Cristalografia de Raios-X para Estudar a Transição do Estado Oligomérico da Termotoga maritima M42 Aminopeptidase TmPep1050

Published: May 13, 2020
doi:
10.3791/61288
, , ,
1Laboratory of Microbiology, Department of Molecular Biology,Université Libre de Bruxelles, 2Labiris Institut de Recherche

Summary

Este protocolo foi desenvolvido para estudar a transição dimer-dodecamer de TmPep1050, uma aminopeptidase M42, no nível estrutural. É um pipeline simples desde a purificação de proteínas até o processamento de dados de raios-X. A cristalogênese, a indexação do conjunto de dados e a substituição molecular foram enfatizadas através de um caso de estudo, a variante TmPep1050H60A H307A.

Abstract

As aminopeptidases M42 formam complexos funcionalmente ativos feitos de 12 subunidades. Seu processo de montagem parece ser regulado por seus cofatores de íons metálicos desencadeando uma transição dimer-dodecamer. Após a ligação de íon metálico, várias modificações estruturais ocorrem no local ativo e na interface de interação, moldando dimers para promover a auto-montagem. Para observar tais modificações, os oligômeros estáveis devem ser isolados antes do estudo estrutural. Relatado aqui é um método que permite a purificação de dodecamers estáveis e dimers de TmPep1050, um M42 aminopeptidase de T. maritima, e sua determinação estrutural por cristalografia de raios-X. Dimers foram preparados de dodecamers removendo íons metálicos com um agente quelaante. Sem seu cofator, os dodecamers tornaram-se menos estáveis e foram totalmente dissociados após o aquecimento. As estruturas oligomeméricas foram resolvidas pela abordagem de substituição molecular direta. Para ilustrar a metodologia, a estrutura de uma variante TmPep1050, totalmente prejudicada na ligação de íons metálicos, é apresentada sem mais quebra de dimers aos monômeros.

Introduction

A oligomerização é um processo predominante que dita as funções biológicas de muitas proteínas. Em Escherichia coli,estima-se que apenas 35% das proteínas são monoméricas1. Algumas proteínas, chamadas morfinas, podem até adotar vários estados oligomericos com subunidades com estrutura distinta em cada estado oligomerico2. A transição entre seus estados oligomericos é frequentemente uma média para regular a atividade proteica, pois cada estado oligomerico pode ter uma atividade ou função específica diferente. Vários exemplos de morfinas foram bem documentados na literatura, notavelmente o porfobilinogen synthase3, HPr kinase/fosphatase4, Lon protease5, lactato desidrogenase6, glicealdeído-3-fosfato desidrogenase7, pyruato kinase8, citrato synthase9, e ribonuclease A10. Recentemente, descrevemos o M42 aminopeptidase TmPep1050, outro exemplo de enzima com comportamento semelhante à morfina, cuja atividade depende de seus estados oligoméricos11. A transição entre seus estados oligoméricos é mediada por seus cofatores metálicos que induzem várias modificações estruturais das subunidades.

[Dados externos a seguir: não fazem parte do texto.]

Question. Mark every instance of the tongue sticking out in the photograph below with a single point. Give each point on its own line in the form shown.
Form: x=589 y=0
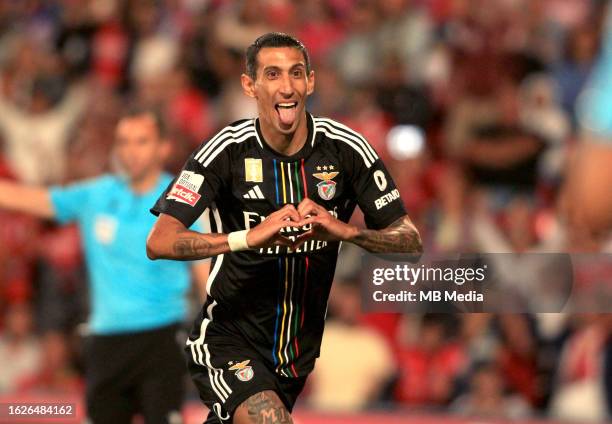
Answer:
x=287 y=115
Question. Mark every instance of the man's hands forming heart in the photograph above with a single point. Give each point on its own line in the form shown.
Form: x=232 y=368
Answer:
x=316 y=220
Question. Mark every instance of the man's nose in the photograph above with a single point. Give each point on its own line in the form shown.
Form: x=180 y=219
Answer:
x=286 y=88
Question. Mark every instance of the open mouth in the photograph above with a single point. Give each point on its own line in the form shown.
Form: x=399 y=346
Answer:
x=286 y=112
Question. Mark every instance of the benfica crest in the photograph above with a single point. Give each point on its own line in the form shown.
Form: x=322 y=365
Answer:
x=327 y=187
x=244 y=371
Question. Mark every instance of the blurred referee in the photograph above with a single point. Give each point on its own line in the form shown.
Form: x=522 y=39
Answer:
x=134 y=363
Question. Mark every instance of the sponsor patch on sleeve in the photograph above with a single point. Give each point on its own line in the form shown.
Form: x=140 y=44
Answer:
x=186 y=188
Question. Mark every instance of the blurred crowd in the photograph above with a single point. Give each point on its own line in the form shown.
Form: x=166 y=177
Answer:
x=474 y=105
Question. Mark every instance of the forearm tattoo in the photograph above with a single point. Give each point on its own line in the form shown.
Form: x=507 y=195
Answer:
x=192 y=245
x=266 y=408
x=399 y=237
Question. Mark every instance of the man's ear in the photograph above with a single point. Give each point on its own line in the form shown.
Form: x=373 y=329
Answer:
x=310 y=83
x=248 y=85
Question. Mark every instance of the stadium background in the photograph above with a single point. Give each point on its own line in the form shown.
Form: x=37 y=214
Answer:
x=470 y=81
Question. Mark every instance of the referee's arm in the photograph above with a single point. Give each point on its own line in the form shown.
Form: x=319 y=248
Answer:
x=24 y=198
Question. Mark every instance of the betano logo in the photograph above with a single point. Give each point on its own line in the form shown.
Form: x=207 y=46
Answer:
x=183 y=195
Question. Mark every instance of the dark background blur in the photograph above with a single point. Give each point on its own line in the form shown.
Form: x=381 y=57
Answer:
x=472 y=104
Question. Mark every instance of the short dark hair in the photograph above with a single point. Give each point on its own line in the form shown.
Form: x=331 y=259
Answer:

A família Aminopeptidase M42 pertence ao clã MH12,13, e é amplamente distribuída entre bactérias e Archaea14. As aminopeptidases M42 são enzimas dinucleares genuínas que degradam peptídeos até 35 resíduos de aminoácidos no comprimento15. Eles adotam uma estrutura peculiar em forma de tetraedro feita de 12 subunidades com seus locais ativos orientados para uma cavidade interna. Tal arranjo é frequentemente descrito como uma nano-compartimentação da atividade para evitar a proteólise descontrolada. A função fisiológica das aminopeptidases M42 pode estar associada aos peptídeos protealôs e hidrolise resultantes da degradação proteica16,17. Pyrococcus horikoshii possui quatro aminopeptidases M42, cada uma apresentando especificidades distintas, mas complementares18,19,20,21. Singularmente, heterocomplexos feitos de dois tipos diferentes de subunidades foram descritos em P. horikoshii, sugerindo a existência de complexos peptidasome22,23.

Várias estruturas de aminopeptidases M42 foram descritas na literatura11,16,18,19,20,24,25,26. A subunidade é composta de dois domínios distintos, um domínio catalítico e um domínio de dimerização. O domínio catalítico adota uma dobra de α/β comum conservada em todo o clã MH, sendo o domínio catalítico arquetípico o Aminopeptidase Ap1 do Vibrio proteolyticus27. O domínio de dimerização adota uma dobra16 semelhante a PDZ e pode ter, além de seu papel na oligomerização, um papel no controle do acesso substrato e vinculação na cavidade interna11. Como o bloco de construção básico é um dimer, o dodecamer é frequentemente descrito como a associação de seis dimers, cada escurecer sendo posicionado em cada borda do tetraedro16. A oligomerização das aminopeptidases M42 depende da disponibilidade de seus cofatores metálicos. Íons metálicos divalentos, muitas vezes Zn2+ e Co2+, estão catalíticos envolvidos na ligação de peptídeos e hidrólise. Eles são encontrados em dois locais de ligação distintos, ou seja, locais M1 e M2. Os dois íons metálicos também dirigem e ajustam finamente a oligomerização como demonstrado para PhTET2, PhTET3, PfTET3 e TmPep105011,24,28,29. Quando os cofatores metálicos estão esgotados, o dodecamer desmonta em dimers, como em PhTET2, PhTET3 e TmPep105011,16,28, ou mesmo monômeros, como em PhTET2 e PfTET324,29.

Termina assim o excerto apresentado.